An Immodest Proposal by Lord Browne for Preventing Working Class Children in England from becoming a Burden on their Country.

“It is a melancholy object to those who work in Government when we see our Universities, Colleges, and former Polytechnics crowded with working-class students, dressed in hoodies, and importuning student finance companies for loans. These young people, instead of gaining an honest livelihood sweeping streets, scanning groceries, or skipping the light fandango across the minefields of Helmand Province, have been encouraged to squander their time in Nettopolitan Universities, pursuing degrees in applied science, applying mascara, and music tech.

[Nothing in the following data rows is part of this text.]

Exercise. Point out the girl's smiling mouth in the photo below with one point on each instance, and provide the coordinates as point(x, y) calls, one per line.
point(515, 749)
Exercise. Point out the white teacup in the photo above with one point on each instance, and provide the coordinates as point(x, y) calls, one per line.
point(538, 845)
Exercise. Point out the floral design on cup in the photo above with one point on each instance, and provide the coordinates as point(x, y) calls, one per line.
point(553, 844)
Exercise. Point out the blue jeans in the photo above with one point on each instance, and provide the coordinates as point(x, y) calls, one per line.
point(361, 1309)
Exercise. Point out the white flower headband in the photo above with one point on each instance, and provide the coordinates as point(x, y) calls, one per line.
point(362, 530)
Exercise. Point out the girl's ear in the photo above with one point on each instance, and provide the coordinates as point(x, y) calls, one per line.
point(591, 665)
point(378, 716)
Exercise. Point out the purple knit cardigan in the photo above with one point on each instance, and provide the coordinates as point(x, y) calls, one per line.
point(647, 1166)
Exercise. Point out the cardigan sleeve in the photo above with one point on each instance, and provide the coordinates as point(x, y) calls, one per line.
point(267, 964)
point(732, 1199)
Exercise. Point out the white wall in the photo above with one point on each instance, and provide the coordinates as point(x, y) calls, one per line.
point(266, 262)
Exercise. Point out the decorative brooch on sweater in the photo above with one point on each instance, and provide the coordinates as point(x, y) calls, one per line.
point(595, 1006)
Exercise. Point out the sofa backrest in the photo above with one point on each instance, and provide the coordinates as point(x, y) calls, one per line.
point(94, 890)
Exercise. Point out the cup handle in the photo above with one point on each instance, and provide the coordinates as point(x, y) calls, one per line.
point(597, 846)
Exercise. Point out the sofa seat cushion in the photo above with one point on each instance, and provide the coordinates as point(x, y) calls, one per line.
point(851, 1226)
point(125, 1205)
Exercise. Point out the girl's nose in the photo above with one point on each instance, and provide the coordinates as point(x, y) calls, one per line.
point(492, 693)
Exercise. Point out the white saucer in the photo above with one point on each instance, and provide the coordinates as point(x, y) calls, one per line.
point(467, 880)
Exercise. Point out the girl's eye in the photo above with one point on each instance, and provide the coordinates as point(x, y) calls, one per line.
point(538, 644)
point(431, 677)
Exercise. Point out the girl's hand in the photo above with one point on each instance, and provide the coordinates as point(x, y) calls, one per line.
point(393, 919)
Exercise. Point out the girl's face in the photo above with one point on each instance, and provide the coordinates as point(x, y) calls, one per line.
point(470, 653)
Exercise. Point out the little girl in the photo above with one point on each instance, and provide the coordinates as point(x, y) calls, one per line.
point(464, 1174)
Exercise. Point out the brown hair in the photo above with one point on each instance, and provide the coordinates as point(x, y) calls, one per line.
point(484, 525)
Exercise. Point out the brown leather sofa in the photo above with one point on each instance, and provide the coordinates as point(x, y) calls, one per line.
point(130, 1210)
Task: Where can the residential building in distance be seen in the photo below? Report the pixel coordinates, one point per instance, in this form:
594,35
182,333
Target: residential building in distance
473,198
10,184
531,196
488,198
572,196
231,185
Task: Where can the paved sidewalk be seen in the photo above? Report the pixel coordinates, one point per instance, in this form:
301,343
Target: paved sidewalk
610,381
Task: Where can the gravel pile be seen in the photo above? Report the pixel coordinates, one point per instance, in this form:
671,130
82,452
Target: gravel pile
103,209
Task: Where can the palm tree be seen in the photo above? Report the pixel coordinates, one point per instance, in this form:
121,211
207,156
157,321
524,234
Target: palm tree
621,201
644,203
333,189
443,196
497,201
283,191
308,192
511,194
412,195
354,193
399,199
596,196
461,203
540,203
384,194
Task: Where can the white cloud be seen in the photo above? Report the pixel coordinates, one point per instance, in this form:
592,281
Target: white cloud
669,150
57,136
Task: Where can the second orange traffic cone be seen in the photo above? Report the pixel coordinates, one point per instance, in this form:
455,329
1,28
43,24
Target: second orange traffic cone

“I think it must be agreed by the Coalition that this prodigious number of second-class students - who get the full maintenance grant thanks to their unemployed, bingo-playing parents - is a great drain on government resources, and therefore we need a cheap and easy method of taking these young people out of Higher Education and making them into sound and useful members of our Big Society.

“Thus my modest student finance review targets not only those young people who come from up north, but also all the teenagers who have grown up without a nanny, sporting estate, or working knowledge of derivatives.

“In the past, a student entering university paid a minimum of #163;3,250 in fees with government contributing the remainder. But the result of this economic profligacy has led to a preponderance of young people graduating with a Foundation degree in Forensics, and a #163;25,000 debt. Given the unlikelihood of anyone with less than three GCSEs ever making it on to Horatio’s Miami crew, it seems unlikely that this will be repaid. In view of this, I propose to overhaul university funding in such a manner that, instead of being a damnable charge upon our government, it shall be paid for by the students themselves. As long as their parents can afford a trust fund.

“If we calculate the number of students in Higher Education as being around 2.3 million, it would appear that, under my reforms, some 200,000 young people could be priced out of future university places. The question therefore is: how shall this number be occupied? Owing to the recession, we can no longer employ them in our building trades.

“Therefore, I now humbly propose my own thoughts on this matter. I have been assured by an American acquaintance that working-class English teenagers would make a delicious new reality TV series. Imagine a remote Hebridean island, full of youngsters, drinking whisky, having sex and swearing at each other in flat northern accents. Halfway between Castaway and Skins, Bored of the Flies could be the BBC’s global network sensation. While their middle-class counterparts head off to Russell Group Universities, the disaffected young will cavort in front of the camera, like X Factor contestants, fixed Californian grins masking their desperate faces and dead-end futures.

“But be assured, I will not personally profit from this immodest proposal, being myself a fully paid-up member of the filthy rich.”

Beverley Briggs is an English teacher at a secondary school in Gateshead.